Grazia a te e pace da Dio, nostro padre, e dal Signore Gesù Cristo.

In questa intima lettera l'apostolo non sottolinea il suo incarico apostolico, che non è necessario nel caso di un uomo che ha riconosciuto l'autorità del suo maestro: senza riserve. Invece fa emergere un altro fattore, cioè quello del suo essere stato in prigione per amore del Vangelo: Paolo, prigioniero di Cristo Gesù, e fratello Timoteo, a Filemone, il diletto e nostro compagno di lavoro. Era un privilegio prezioso di cui godeva Paolo, quello di portare ceppi e catene per amore del suo Signore e per conto del Vangelo che aveva proclamato così senza paura.

Benché fosse un prigioniero, era ancora nelle mani del Cristo esaltato, Signore della sua Chiesa, per cui non era necessario che temesse per sé alcun male se non quello che il Signore stesso permise che venisse. Nomina Timoteo, come nel caso della lettera ai Colossesi, non come coautore, ma come suo collaboratore nella grande opera di salvezza delle anime per Cristo e come fratello, sia nella fede che nell'opera della salvezza.

L'apostolo Filemone si rivolge come amati, l'amore comune in Cristo Gesù che li unisce in vincoli di tale intimità da superare in forza il più stretto rapporto terreno. Paolo si rivolge a Filemone come a un amico, preferendo supplicare con amore piuttosto che usare il tono alto del comando. E gli pone una distinzione speciale designandolo compagno di lavoro, termine altrimenti riservato principalmente ai predicatori del Vangelo, ma applicato a Priscilla e Aquila, Romani 16:3 .

Non solo perché Filemone aveva offerto l'uso della sua casa, ma anche perché mostrava il suo interesse in altri modi e si impegnava attivamente a diffondere il Vangelo con ogni mezzo a sua disposizione fu così onorato dall'apostolo. Il lavoro della Chiesa non si limita ai pastori e ai maestri, ma è affidato a tutti i cristiani.

Paolo include nel suo discorso anche altri membri della Chiesa Colossiana: E ad Appia, nostra sorella, e ad Archippo, nostro commilitone, e alla congregazione in casa tua. Apphia, o Appia, era apparentemente la moglie di Filemone, distinta anche per il suo interesse per l'opera del Signore, come altre donne i cui nomi spiccano nella storia della Chiesa primitiva, come Nary, Tryphena, Tryphosa, Priscilla, Euodia , Sintiche, Lidia.

Archippo sembra aver occupato una posizione ancora più importante di Filemone nella congregazione, Colossesi 4:17 , ed è quindi ritenuto da molti che fosse il vescovo, o pastore, della congregazione in quel momento. Un commilitone Paolo lo chiama, usando la figura retorica che gli piaceva molto.

2 Corinzi 10:3 ; 1 Timoteo 1:18 ; 2 Timoteo 2:3 . In generale. Paolo indirizzò la sua lettera a tutta la casa-congregazione di cui Archippo era a capo.
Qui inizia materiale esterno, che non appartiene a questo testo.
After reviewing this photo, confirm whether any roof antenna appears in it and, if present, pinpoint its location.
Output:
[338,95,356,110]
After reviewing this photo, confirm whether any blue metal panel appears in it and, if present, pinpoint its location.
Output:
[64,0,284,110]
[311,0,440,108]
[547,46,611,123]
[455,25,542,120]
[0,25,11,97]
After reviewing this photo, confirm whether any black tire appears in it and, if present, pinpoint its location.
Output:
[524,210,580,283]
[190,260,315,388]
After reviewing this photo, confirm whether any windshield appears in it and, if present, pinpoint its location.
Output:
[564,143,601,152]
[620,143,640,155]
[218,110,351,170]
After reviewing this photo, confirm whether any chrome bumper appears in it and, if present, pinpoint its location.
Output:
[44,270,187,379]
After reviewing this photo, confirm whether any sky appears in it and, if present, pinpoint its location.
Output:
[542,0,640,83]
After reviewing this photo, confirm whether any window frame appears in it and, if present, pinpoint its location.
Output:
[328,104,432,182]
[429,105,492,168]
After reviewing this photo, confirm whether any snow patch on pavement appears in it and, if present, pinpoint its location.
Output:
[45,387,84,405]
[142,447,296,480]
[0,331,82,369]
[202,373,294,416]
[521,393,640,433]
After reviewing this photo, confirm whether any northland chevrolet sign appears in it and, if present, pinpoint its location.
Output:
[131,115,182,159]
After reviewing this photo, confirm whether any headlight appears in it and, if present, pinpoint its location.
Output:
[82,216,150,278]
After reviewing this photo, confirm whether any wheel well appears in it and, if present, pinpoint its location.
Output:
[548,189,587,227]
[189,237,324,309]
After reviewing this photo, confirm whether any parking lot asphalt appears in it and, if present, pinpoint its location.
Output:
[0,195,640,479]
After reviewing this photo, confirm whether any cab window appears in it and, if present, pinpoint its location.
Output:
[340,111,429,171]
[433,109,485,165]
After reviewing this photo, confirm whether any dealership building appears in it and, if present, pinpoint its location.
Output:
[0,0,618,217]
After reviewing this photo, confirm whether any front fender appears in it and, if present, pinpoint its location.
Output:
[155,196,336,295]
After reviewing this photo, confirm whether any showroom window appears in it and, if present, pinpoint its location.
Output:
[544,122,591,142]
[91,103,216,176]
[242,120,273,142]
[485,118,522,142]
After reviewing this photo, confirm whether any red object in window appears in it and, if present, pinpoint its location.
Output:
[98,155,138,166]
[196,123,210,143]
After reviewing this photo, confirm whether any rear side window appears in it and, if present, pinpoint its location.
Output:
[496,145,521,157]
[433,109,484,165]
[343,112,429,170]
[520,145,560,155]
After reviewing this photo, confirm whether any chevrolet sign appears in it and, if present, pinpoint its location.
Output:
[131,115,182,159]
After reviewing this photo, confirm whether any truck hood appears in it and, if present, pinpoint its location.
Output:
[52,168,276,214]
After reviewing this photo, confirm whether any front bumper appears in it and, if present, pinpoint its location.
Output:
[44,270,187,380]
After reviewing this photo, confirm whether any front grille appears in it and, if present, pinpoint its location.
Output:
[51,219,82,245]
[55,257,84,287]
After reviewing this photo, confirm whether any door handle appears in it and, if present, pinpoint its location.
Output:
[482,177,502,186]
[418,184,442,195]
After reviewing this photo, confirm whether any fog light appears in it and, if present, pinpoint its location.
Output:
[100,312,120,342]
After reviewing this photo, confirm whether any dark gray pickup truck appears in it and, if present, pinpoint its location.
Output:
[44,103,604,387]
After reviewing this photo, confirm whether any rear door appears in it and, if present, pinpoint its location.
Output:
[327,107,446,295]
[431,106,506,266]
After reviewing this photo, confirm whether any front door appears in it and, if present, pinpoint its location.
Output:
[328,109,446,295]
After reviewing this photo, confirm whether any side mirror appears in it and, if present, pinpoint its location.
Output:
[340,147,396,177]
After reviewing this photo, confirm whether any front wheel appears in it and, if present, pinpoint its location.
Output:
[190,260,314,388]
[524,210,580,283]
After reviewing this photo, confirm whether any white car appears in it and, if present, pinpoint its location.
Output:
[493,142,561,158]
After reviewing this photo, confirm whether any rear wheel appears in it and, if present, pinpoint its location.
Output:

Non è affatto improbabile che l'intera congregazione di Colossae fosse ospitata nel cortile interno dell'abitazione di Filemone, poiché questo offriva uno spazio considerevole, se costruito alla maniera delle case greche o romane.

Il saluto è quello della maggior parte delle epistole paoline: grazia a voi e pace da Dio, Padre nostro, e dal Signore Gesù Cristo. Per grazia di Dio, quale è stata rivelata e manifestata in Gesù Cristo, è stata ristabilita la giusta relazione tra Dio e l'uomo. Riconciliato il Padre con l'umanità perduta e condannata mediante il sangue di Suo Figlio, era stata stabilita la pace tra le due parti contendenti, o meglio, il Dio giusto e santo, per amore dei meriti di Cristo, ha nuovamente accolto i figli che avevano lo lasciò nella disobbedienza.

Così per noi credenti Dio è nostro Padre; siamo stati restituiti alla filiazione attraverso la soddisfazione vicaria di Cristo, e siamo uniti in comunione sotto la bandiera del nostro eccelso Signore. Gesù Cristo, queste due persone della Divinità sono uguali in maestà e divinità.